For the future, you should create or edit the ~/.ssh/config file, and add in something like the following:

Host oracle
    HostName <Instance-IP>
    IdentityFile ~/Downloads/ssh-key-2024-01-30.key
    User ubuntu

Once you’re in, let’s make sure everything is up-to-date.

sudo apt update && sudo apt upgrade -y

We’re done in the Oracle instance for now, but we’ll be back soon.

Set up Tailscale

Go to the Tailscale website and create an account. This will create your Tailnet (private mesh network for all your Tailscale-connected devices) with your newly created account as the Owner and which you’ll manage through the web-based admin console.

Once you’ve got the account ready, use the following command in both the server where you’re running Plex and the Oracle instance:

curl -fsSL https://tailscale.com/install.sh | sh

Once it’s finished installing, use the command sudo tailscale up on both your server and the Oracle instance, go to the provided URLs and login to add both machines to your tailnet. Now go to the Tailscale admin console and you should see them both there.

Note that each machine running has a hostname and unique Tailscale IP. We’ll need these later.

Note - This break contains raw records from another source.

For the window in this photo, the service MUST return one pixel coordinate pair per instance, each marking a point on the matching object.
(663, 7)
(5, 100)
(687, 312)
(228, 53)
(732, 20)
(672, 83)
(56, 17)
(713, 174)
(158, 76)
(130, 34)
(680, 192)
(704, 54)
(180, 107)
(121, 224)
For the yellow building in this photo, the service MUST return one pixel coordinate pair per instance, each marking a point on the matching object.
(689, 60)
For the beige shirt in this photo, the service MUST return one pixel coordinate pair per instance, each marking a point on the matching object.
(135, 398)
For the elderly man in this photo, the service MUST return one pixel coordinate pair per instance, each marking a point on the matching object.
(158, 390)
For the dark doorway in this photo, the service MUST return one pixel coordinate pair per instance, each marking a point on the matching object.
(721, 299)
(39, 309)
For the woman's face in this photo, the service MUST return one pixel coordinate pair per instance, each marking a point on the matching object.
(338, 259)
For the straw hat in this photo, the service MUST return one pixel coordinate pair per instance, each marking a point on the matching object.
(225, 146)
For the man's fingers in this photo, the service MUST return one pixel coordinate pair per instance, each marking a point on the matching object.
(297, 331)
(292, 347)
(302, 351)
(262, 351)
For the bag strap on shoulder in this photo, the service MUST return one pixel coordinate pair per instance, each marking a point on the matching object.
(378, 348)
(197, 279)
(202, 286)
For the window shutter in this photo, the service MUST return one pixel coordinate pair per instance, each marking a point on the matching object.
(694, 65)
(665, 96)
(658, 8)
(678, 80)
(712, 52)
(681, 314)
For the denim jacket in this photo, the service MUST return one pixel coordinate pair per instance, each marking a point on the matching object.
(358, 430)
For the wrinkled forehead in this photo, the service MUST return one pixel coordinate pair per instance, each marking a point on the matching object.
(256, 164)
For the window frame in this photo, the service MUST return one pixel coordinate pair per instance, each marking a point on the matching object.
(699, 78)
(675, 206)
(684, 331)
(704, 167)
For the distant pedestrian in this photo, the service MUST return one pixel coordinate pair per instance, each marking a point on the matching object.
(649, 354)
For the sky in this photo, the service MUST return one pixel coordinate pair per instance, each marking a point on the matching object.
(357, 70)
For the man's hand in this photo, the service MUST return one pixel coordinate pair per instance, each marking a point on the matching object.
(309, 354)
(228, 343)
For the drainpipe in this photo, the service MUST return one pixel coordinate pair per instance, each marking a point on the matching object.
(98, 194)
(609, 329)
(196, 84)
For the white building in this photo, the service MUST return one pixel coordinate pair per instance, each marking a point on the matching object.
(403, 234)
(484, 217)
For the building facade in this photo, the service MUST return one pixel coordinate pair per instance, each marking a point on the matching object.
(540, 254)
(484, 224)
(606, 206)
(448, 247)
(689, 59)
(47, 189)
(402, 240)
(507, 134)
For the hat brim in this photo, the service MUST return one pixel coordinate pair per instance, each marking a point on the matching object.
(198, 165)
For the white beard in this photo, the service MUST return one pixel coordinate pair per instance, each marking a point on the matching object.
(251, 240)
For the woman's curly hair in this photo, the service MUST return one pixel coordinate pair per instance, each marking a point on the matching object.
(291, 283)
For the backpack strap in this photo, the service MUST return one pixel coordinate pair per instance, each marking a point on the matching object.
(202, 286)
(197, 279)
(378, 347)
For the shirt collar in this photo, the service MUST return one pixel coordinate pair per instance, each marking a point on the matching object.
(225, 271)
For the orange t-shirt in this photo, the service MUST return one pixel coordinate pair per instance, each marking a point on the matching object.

Configure DNS in Tailscale

On the admin console go to the DNS tab.

First, notice the Tailnet name is something auto-generated like tailfe8c.ts.net. Instead we’ll use a “fun name” that is more human-readable and easier to remember. You can’t just type one in, you choose from ones generated by Tailscale.

Click the Rename tailnet… button and follow the prompts. You can keep reloading until you find a fun name you like. For future examples, we’ll assume your tailnet name is cyber-sloth.

Scroll down to the end of the page and click the Enable HTTPS button. Now we can provision TLS certificates for machines in your tailnet, so that you can reach them at https://<name>.cyber-sloth.ts.net.

In the terminals for each machine — the Plex server and the Oracle instance — use this command to generate the certificates:

sudo tailscale cert <name>.cyber-sloth.ts.net

From here on out we’ll assume the Plex sever is plex.cyber-sloth.ts.net and the Oracle instance is oracle.cyber-sloth.ts.net.

Configure DNS on Cloudflare

Now we’ll go to Cloudflare to set up the external DNS, so they internet can go to your-domain.com and end up at the Oracle instance. Create a free Cloudflare account if you haven’t ready.

We’ll assume you need to add your domain to Cloudflare, but if you already did that you can skip ahead.

From the Cloudflare dashboard, do the following:

  1. On the sidebar, go to Websites and click the Add a site button.

Adding a site to Cloudflare.

  1. Enter your domain and click Add site, then click on the Free plan at the bottom and click Continue.

Cloudflare free plan.

  1. After waiting a few moments for the DNS quick scan, you should see your domain’s DNS records appear. Click on Continue.

  2. Cloudflare will now present you with the URLs to two nameservers, should be something like adam.ns.cloudflare.com. Leave this page open, we’ll come back to it.

  3. Login to the registrar that owns your domain, go into your domain’s DNS settings, and change the nameservers to both of the URLs provided by Cloudflare. (This is different for each domain registrar, you’ll need to figure out how to do that on your own.)

  4. Back in Cloudflare, click Done, check nameservers. It could take up to 24 hours for the change to propagate, but usually it will take less than an hour, and often less than 20 minutes. In the meantime, follow the Quick Start Guide.

  5. Leave Automatic HTTPS Rewrites checked as-is, and enable the checkbox for Always Use HTTPS.

  6. Leave Brotli on. On the summary, click Finished.

  7. You’ll be back at your site’s Overview. If you still see Complete your nameserver setup, you can try using the Check nameservers button. In my experience that makes the DNS changes propagate within a few minutes.

Once your DNS changes have taken effect, the Overview page will say: “Great news! Cloudflare is now protecting your site!”